Anyway, I’ve made gnocchi a number of times, sometimes not strictly following the recipe, but the result always turns out to be edible. So if you are afraid of trying it, don't. And the shape does not really matter.  

I haven’t given the recipe for tomato sauce. I made it without a recipe, its tomato paste, garlic and oil cooked together. Doesn’t get any simpler than this.

Recipe Source: Martha Steward

2½ pounds russet potatoes
1¾ cups flour, plus more for dusting
1 large egg, lightly beaten
2 teaspoons salt

1.      Bring potatoes to a boil in salted water, then simmer until potatoes are tender, about 35 to 40 minutes.
2.      Lightly dust two baking sheets with flour. Set aside
3.      Drain potatoes and peel while still hot. Immediately pass potatoes through a ricer onto a work surface. Let cool completely.
4.      Sprinkle potatoes with flour and 2 teaspoons salt, then top with egg. With your hands, work flour and egg into a dough.
5.      Knead dough until smooth but not elastic, dusting with flour if it becomes too sticky, about 4 minutes. Do not overwork dough.
6.      Divide dough into 8 portions. Roll each portion into a rope (1/2 inch thick and 24 inches long). Cut each rope into 1/2-inch pieces.
7.      Gently roll each dough piece against the back tines of a fork to make ridges, then arrange in a single layer on prepared baking sheets.
8.      Bring a large pot of salted water to a boil. In batches, add a few handfuls gnocchi and cook until most have floated to top, 2 minutes. With a wire-mesh spider or a slotted spoon, transfer gnocchi immediately to a sauce.

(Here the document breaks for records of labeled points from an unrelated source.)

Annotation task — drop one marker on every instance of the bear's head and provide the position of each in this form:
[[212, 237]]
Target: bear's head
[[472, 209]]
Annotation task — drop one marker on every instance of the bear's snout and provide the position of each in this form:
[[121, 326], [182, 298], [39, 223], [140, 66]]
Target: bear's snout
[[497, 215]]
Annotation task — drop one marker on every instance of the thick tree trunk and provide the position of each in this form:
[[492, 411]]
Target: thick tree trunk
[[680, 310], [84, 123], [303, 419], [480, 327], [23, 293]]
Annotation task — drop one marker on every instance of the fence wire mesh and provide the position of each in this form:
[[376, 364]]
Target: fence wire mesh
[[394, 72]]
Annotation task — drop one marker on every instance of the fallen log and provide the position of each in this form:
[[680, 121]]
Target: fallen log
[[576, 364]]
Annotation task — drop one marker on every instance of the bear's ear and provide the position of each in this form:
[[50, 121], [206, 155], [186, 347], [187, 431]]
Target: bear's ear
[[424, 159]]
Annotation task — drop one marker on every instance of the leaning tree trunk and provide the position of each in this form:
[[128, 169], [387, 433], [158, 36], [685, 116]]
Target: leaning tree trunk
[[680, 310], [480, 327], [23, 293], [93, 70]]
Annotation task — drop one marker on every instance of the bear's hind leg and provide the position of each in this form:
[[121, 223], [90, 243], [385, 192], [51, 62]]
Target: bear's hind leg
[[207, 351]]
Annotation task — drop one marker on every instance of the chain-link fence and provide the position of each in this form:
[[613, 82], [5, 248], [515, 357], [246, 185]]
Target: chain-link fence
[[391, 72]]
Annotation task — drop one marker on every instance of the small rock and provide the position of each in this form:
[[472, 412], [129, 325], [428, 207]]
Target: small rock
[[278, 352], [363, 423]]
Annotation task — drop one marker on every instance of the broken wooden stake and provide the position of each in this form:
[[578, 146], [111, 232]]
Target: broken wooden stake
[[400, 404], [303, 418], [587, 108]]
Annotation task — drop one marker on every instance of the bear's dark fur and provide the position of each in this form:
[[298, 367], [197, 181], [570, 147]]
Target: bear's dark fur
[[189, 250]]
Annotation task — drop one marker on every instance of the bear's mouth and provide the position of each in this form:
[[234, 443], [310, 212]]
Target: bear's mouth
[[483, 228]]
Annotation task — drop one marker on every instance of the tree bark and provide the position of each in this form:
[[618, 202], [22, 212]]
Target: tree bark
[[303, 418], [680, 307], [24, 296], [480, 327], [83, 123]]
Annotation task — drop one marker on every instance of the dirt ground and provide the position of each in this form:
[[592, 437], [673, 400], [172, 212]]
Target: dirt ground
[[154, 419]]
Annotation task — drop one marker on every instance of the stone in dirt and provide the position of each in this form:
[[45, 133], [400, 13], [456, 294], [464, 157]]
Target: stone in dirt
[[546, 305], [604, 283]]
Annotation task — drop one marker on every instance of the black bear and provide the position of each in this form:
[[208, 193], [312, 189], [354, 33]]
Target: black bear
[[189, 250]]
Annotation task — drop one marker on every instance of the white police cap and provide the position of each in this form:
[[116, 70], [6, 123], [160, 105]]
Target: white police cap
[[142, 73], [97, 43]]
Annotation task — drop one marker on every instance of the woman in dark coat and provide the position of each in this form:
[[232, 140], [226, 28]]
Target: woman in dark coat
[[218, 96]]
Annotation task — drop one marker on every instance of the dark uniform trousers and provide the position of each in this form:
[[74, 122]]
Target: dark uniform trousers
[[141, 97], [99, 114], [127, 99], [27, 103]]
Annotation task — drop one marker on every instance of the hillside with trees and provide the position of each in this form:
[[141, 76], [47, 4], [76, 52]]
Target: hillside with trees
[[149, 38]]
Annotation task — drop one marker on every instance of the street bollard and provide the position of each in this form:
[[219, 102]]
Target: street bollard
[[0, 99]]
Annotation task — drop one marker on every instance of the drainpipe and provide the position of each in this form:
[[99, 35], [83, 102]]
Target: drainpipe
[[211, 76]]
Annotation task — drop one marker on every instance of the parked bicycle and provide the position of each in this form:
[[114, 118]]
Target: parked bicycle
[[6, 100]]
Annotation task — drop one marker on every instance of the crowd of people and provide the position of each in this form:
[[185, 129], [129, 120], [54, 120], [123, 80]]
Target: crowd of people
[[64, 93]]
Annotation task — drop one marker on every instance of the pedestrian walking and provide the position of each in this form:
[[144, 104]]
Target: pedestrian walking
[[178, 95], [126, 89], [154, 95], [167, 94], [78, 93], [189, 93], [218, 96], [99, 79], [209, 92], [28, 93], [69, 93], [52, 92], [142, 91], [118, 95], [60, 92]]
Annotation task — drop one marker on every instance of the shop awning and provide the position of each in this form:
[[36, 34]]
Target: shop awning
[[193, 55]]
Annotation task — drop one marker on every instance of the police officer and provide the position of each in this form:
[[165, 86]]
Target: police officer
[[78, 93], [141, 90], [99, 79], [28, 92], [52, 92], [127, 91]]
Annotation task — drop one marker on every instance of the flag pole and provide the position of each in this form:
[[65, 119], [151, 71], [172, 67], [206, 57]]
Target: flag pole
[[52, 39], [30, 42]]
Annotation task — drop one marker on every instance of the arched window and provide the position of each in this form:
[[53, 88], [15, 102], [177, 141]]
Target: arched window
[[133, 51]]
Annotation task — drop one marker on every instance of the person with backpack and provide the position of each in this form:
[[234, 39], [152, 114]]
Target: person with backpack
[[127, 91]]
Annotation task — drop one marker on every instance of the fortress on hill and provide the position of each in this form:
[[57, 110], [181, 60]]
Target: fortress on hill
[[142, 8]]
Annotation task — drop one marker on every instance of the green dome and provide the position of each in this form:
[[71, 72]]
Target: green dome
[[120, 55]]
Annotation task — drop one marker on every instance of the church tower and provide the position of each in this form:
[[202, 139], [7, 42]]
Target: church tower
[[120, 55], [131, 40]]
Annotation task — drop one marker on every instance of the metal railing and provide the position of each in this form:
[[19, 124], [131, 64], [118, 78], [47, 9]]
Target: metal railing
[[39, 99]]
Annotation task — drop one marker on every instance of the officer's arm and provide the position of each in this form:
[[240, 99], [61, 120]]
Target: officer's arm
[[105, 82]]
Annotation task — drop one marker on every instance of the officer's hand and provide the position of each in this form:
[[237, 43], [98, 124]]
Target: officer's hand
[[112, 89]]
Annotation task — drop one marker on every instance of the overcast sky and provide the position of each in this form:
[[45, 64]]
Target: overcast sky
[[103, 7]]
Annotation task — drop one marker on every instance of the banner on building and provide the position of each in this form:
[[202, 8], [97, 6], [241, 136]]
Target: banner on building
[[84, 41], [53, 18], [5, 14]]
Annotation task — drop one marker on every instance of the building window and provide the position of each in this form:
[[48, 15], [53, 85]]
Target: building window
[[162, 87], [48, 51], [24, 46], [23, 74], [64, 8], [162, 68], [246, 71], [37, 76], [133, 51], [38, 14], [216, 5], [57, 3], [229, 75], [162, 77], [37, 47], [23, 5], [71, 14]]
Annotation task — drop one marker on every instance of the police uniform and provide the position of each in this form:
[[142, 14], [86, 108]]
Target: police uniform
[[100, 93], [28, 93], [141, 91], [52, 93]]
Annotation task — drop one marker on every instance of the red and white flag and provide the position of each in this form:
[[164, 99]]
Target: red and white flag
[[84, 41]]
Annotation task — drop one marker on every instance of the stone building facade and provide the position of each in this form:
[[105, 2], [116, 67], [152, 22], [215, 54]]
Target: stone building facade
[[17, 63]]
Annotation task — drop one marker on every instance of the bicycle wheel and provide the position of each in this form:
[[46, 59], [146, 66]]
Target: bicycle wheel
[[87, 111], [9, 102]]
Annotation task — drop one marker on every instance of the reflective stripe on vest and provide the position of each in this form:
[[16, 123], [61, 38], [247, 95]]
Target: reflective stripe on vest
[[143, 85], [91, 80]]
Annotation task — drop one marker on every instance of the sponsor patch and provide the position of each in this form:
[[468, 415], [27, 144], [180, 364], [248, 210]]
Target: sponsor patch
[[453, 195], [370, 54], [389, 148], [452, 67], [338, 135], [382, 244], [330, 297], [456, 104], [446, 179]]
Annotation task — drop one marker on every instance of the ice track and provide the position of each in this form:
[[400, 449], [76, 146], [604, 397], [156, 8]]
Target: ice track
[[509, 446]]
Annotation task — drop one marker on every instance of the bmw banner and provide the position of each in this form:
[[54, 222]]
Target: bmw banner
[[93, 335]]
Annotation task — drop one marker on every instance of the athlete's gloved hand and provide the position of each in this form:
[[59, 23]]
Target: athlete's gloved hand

  1. They look really cute and exactly like from Italian cooking programs! I love gnocchi but have never made them at home. You make them sound very easy! (Actually now that I think Polish gnocchi are not very different from Italian, maybe only don't look so cute... and they are not difficult either; just take some time).

    1. Italian cooking programs? Really!!!
      I never realised there was Polish gnocchi but I am not surprised, there are probably variations in many countries

      They have a different shape, but are made in a similar way. The potato ones are called "kopytka" meaning small hooves because they look a bit like animal hooves... The funny thing is that I think this shape of cutting for example green onion is called "horse ears" in China I think.

    3. Thanks for the link, they look like gnocchi minus the shape. Do they taste like animal hooves. Don't say yes, it means you have tasted animal hooves:)

  2. I have actually seen somewhere a recipe with animal hooves! I am not particularly attracted, but if I were served it, I would certainly taste and report to you!

  3. Could be a Middle Eastern/North African recipe. I think they eat camel hoofs there.